The underlying theme in this whole Scroogled fiasco is hypocrisy. The same points that Bing tries to turn against Google, namely their switch to a paid model and the following lack of disclosure to customers about paid listings, are those that make Bing equally as guilty and hypocritical. Check out this comprehensive article on the whole Scroogled campaign.
Amazon’s New Wine Store
Still in its Beta stage, Amazon Wine has recently launched, providing a rather comprehensive and graphic-oriented database for wine enthusiasts. Clicking on a wine page features photos of the bottle, close-ups of the label, as well as the winemaker’s tasting notes.
This is actually not Amazon’s first attempt at selling wine online, having miserably failed twice before with investments in WineShopper and New Vine Logistics.

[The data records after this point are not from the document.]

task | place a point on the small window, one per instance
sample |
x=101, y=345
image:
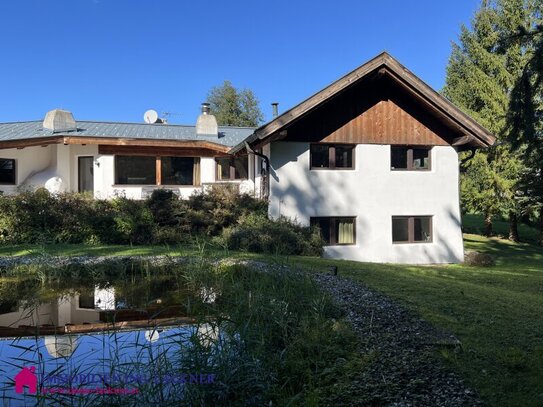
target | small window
x=411, y=229
x=336, y=230
x=130, y=170
x=7, y=171
x=86, y=301
x=180, y=170
x=410, y=159
x=331, y=156
x=229, y=169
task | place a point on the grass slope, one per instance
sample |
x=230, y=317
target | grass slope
x=496, y=312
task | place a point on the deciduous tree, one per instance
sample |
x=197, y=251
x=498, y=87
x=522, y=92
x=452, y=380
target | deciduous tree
x=233, y=107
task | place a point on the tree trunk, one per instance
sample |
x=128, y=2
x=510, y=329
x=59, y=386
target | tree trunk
x=488, y=225
x=513, y=227
x=541, y=226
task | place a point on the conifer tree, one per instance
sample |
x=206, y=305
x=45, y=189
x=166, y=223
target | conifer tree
x=480, y=76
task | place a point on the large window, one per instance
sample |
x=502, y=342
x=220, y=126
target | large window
x=141, y=170
x=180, y=171
x=232, y=168
x=411, y=159
x=7, y=171
x=332, y=156
x=411, y=229
x=130, y=170
x=336, y=230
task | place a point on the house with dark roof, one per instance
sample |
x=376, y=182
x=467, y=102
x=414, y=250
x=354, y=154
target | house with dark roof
x=372, y=160
x=129, y=159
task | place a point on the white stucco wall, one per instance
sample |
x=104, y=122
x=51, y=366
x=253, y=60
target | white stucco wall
x=62, y=161
x=28, y=161
x=373, y=194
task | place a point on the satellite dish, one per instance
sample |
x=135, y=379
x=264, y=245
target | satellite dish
x=150, y=116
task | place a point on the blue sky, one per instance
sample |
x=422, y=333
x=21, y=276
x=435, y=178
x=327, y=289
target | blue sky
x=113, y=59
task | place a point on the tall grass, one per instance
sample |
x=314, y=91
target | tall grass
x=268, y=335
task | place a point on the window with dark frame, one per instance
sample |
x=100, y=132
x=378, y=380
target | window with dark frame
x=151, y=170
x=410, y=158
x=7, y=171
x=336, y=230
x=135, y=170
x=331, y=156
x=178, y=170
x=232, y=168
x=86, y=301
x=412, y=229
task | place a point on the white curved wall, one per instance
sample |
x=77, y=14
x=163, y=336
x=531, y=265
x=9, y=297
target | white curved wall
x=373, y=194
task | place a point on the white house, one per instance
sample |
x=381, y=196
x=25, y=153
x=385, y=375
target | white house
x=129, y=159
x=371, y=159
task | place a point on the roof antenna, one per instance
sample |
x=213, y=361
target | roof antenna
x=275, y=112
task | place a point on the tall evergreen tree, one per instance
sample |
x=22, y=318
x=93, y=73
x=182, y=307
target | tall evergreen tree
x=480, y=76
x=233, y=107
x=525, y=116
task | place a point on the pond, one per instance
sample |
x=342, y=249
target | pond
x=100, y=336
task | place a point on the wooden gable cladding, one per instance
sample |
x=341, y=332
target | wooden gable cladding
x=374, y=111
x=385, y=123
x=159, y=151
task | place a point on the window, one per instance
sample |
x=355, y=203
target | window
x=331, y=156
x=411, y=229
x=336, y=230
x=140, y=170
x=86, y=301
x=411, y=159
x=229, y=168
x=7, y=171
x=130, y=170
x=180, y=171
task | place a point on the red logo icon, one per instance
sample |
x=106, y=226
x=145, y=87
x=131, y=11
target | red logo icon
x=26, y=378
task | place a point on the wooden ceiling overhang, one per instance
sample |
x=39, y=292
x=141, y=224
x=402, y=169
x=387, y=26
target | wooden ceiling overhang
x=128, y=146
x=381, y=102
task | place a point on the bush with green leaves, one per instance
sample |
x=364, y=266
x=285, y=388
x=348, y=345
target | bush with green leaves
x=257, y=233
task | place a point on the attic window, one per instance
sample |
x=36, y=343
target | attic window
x=332, y=156
x=409, y=158
x=7, y=171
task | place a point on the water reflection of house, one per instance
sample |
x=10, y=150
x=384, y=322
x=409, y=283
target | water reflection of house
x=60, y=346
x=76, y=309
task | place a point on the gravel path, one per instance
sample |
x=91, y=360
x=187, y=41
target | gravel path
x=405, y=370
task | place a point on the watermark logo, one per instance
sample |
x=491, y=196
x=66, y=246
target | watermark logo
x=26, y=378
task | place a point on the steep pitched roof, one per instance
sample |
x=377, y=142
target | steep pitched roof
x=383, y=64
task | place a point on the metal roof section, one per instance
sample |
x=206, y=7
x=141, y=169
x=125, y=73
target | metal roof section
x=227, y=136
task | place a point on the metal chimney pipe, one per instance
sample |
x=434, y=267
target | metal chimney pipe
x=275, y=112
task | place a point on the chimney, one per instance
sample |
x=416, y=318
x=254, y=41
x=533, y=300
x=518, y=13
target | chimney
x=274, y=109
x=206, y=123
x=58, y=120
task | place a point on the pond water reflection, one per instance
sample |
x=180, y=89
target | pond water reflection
x=79, y=337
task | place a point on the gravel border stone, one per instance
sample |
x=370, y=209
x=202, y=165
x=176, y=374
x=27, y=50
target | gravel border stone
x=404, y=370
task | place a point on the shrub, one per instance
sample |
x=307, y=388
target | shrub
x=257, y=233
x=133, y=221
x=234, y=220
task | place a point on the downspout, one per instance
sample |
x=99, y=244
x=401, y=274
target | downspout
x=265, y=184
x=468, y=158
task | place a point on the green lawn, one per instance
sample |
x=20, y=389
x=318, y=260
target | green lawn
x=472, y=223
x=496, y=312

Nextag’s New Merchant Sign-Up Process
In the past, when a merchant signed up for an account and completed all the relevant and necessary steps to complete the sign-up, the account would automatically go live. Now, however, merchants need to contact Seller Support and agencies need to contact a Nextag account manager in order to set up the import task (send in the data feed).
Only through deliberately contacting Nextag can a merchant’s data feed be evaluated, approved, and ultimately become live.